What is Serge Kovaleski’s account of his interactions with Donald Trump before and after the 2015 incident?
This fact-check may be outdated. Consider refreshing it to get the most current information.
Executive summary
Serge Kovaleski says he and Donald Trump knew each other from reporting in the late 1980s — “on a first-name basis” with roughly a dozen face-to-face encounters including interviews in Trump’s office and at press conferences — and he has repeatedly rejected Trump’s later claim that they did not know one another [1] [2] [3]. After Trump’s November 2015 rally gesture that many interpreted as mocking Kovaleski’s arthrogryposis, Kovaleski issued a written response disputing Trump’s use of his 2001 reporting and described his own recollection of the underlying facts; colleagues and contemporaneous reporting broadly corroborate his account of prior interactions [4] [3] [5].
1. Pre-2015: “On a first-name basis” — Kovaleski’s account of earlier encounters
Kovaleski has told multiple outlets that while he worked at the New York Daily News in the late 1980s he covered Trump’s business and interviewed him in person a number of times, saying “Donald and I were on a first-name basis for years” and estimating about a dozen interactions — interviews in Trump’s office and questions at press conferences — an account repeated to The New York Times, CNNMoney and other outlets [2] [1] [3]. That description is consistent with contemporaneous reportage that places Kovaleski covering Trump between roughly 1987 and 1993 and with colleagues who have said Kovaleski’s appearance and prior contacts with Trump would be memorable [6] [5].
2. The 2015 rally: what Kovaleski says happened and why he pushed back
When Trump, defending a claim about post‑9/11 celebrations in New Jersey, pointed to a 2001 Washington Post article co‑authored by Kovaleski and then mimicked a flailing posture onstage, Kovaleski publicly objected to Trump’s portrayal and to the campaign’s characterization of his reporting; Kovaleski said he did not remember anyone describing “thousands or even hundreds” celebrating and issued a written statement challenging the campaign’s use of his work as independent proof [4] [3]. Trump responded by saying he did not know Kovaleski and denying he was mocking a disability, but Kovaleski’s account of having met Trump repeatedly directly contradicted those denials [7] [8].

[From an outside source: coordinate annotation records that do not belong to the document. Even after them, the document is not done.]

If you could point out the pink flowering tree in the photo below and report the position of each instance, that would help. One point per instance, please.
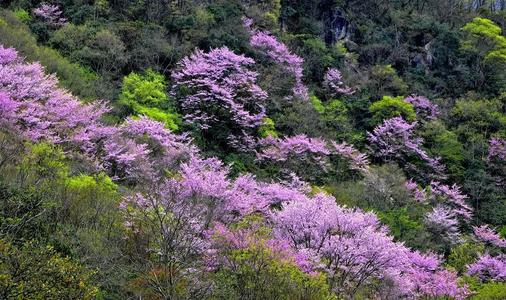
(311, 158)
(488, 235)
(453, 199)
(267, 44)
(395, 140)
(333, 82)
(442, 223)
(50, 14)
(354, 250)
(218, 94)
(489, 268)
(424, 108)
(34, 103)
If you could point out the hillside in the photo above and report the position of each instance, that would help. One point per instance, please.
(332, 149)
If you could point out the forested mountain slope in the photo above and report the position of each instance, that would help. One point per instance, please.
(252, 149)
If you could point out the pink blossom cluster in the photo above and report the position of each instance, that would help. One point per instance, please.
(305, 155)
(333, 81)
(51, 14)
(224, 240)
(32, 104)
(453, 198)
(489, 268)
(442, 222)
(416, 191)
(354, 249)
(182, 195)
(218, 89)
(425, 109)
(275, 50)
(40, 109)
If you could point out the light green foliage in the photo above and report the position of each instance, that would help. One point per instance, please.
(144, 94)
(22, 15)
(474, 118)
(464, 254)
(268, 128)
(13, 33)
(317, 104)
(389, 107)
(491, 291)
(335, 116)
(486, 37)
(90, 199)
(37, 272)
(385, 81)
(445, 144)
(44, 160)
(402, 226)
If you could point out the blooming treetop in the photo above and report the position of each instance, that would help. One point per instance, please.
(216, 90)
(275, 50)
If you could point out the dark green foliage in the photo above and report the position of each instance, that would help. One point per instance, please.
(33, 271)
(390, 107)
(13, 33)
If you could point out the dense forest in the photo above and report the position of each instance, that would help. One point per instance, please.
(263, 149)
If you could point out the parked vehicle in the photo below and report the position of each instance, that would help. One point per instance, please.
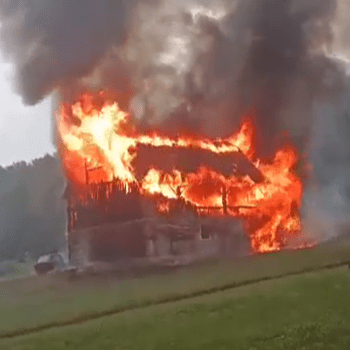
(51, 263)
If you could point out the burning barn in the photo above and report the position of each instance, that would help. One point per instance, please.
(178, 120)
(138, 195)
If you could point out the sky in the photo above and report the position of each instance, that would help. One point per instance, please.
(25, 132)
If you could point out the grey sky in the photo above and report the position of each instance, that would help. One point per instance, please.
(25, 132)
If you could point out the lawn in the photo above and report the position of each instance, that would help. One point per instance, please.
(308, 311)
(36, 303)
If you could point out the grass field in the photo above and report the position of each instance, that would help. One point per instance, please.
(288, 313)
(310, 311)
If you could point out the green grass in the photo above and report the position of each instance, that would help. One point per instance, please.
(37, 303)
(309, 311)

3. After the incident: written statements, media interviews, and corroboration
In the immediate aftermath Kovaleski gave the same basic account to multiple outlets — that he’d met Trump in earlier reporting and that his 2001 article did not support Trump’s claim about mass celebrations — and he issued a written statement clarifying his memory of the Post story’s contents; contemporaries and former colleagues backed his contention that he had been identifiable to anyone who had met him [4] [5] [8]. Major news organizations documented both his version of past interactions and his statement about what the 2001 reporting actually said, and these accounts were widely cited as undermining the campaign’s defense [3] [6].
4. Alternative narratives and points of dispute
The Trump campaign and the candidate himself portrayed the episode differently, asserting unfamiliarity with Kovaleski’s appearance and arguing the gesture was not meant to mimic a disability but to depict “groveling” or a person backtracking; the campaign also leaned on the 2001 Post story as relevant background rather than on personal acquaintance [3] [4]. Some defenders pointed to other gestures Trump has used in public, suggesting a pattern of imitating “flustered” opponents rather than targeting disability specifically — a line of argument noted in conservative commentary — but those claims do not negate Kovaleski’s consistent recounting of their prior meetings nor the contemporaneous corroboration from colleagues [9] [5].
5. Bottom line: what Kovaleski says he experienced before and after 2015
Kovaleski’s account is straightforward and consistent across interviews and a written statement: he had a known, repeated reporting relationship with Trump in the late 1980s and, after Trump’s 2015 rally gesture and public denials, he rebutted both the campaign’s use of his 2001 article and Trump’s claim of unfamiliarity by restating his direct interactions and clarifying what his earlier reporting did — and did not — say [2] [4] [3]. Reporting and on‑the‑record colleagues broadly corroborate his version of past interactions even as alternative interpretations of Trump’s gesture and intent persisted in public debate [5] [9].